This is a follow-up post to the Understanding folders and namespaces in Visual Studio 2010 SharePoint Solutions, Packages and Features (probably my longest blog post title, except this one…). In that post I discussed how folders and namespaces are handled in Visual Studio 2010 SharePoint projects. I will continue to show some details and tips on how you can affect the outcome of your project/packages.

Long feature folder names

As the previous post showed the features generated by Visual Studio ends up as a subfolder in the {SharePoint Root}\TEMPLATE\FEATURES folder. The feature folder will get the name as the concatenation of the project and the feature - which possibly can be quite long.

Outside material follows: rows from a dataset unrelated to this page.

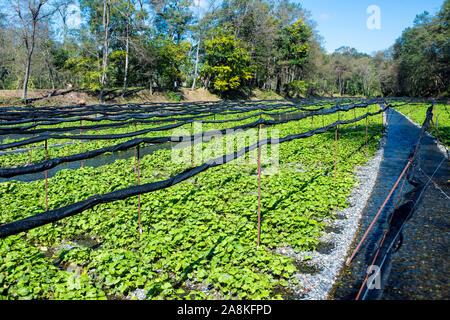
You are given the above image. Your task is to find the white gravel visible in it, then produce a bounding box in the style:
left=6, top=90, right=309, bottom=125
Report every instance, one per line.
left=276, top=114, right=387, bottom=300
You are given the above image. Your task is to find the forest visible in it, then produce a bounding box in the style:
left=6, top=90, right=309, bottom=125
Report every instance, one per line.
left=0, top=0, right=450, bottom=101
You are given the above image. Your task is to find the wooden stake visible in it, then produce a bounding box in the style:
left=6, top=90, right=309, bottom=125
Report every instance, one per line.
left=257, top=124, right=261, bottom=249
left=334, top=126, right=338, bottom=180
left=137, top=145, right=142, bottom=234
left=45, top=140, right=48, bottom=211
left=80, top=120, right=84, bottom=168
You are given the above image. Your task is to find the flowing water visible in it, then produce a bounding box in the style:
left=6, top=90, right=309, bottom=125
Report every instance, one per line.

Autogenerated feature name

In the image above the project is called Wictor.Customer.Intranet.Services and the feature IntranetServicesWebParts. There is a good reason to have these auto generated names; it will avoid collisions of features. But if you are in control of the target farm you might consider having shorter names of your feature folders. This is easily done using Visual Studio; Deployment PathOpen up the feature in the Feature Designer and select the Properties tool window. (Note you cannot right-click the feature(s) node in the Solution Explorer and select Properties - that will just give you the properties of the Visual Studio feature file.) If you take a look at the Deployment Path property you will see that it has a default value of:

$SharePoint.Project.FileNameWithoutExtension$_$SharePoint.Feature.FileNameWithoutExtension$

As you can see it uses the Visual Studio replaceable parameters to generate the feature folder name. Just edit this to something that fits your “style of coding”. It can be a combination of strings and replaceable parameters. For instance this:

Intranet_$SharePoint.Feature.FileNameWithoutExtension$

will generate a feature folder like this:

Optimized feature folder name

Just remember that it is a reason that the default value of the feature folder name is a combo of the project and feature names.

Project Assemblies

By default all SharePoint projects in Visual Studio generates an assembly which is registered in the GAC when deployed. This is done even if we don’t write a single line of compiled code. SharePoint allows you to do really neat stuff using only a declarative approach - such as adding content types, list templates, list instances etc. For these projects it is totally unnecessary to install an assembly in the GAC. Fortunately Visual Studio allows you to configure your project so no assembly is generated or rather included in the WSP package (an assembly will still be compiled and created but not deployed with the package).

If you have a fully declarative package and do not want to add an “empty” assembly to the GAC then you go to the Properties of the project (right-click the project node in the Solution Explorer for instance) and set the value of the Include Assembly In Package property to False.

No, I don’t want any assembly this time…

Now when you package your solution no assembly will be created and you can deploy your solution using PowerShell without the -GACDeployment argument.

That’s all for today - have a great weekend!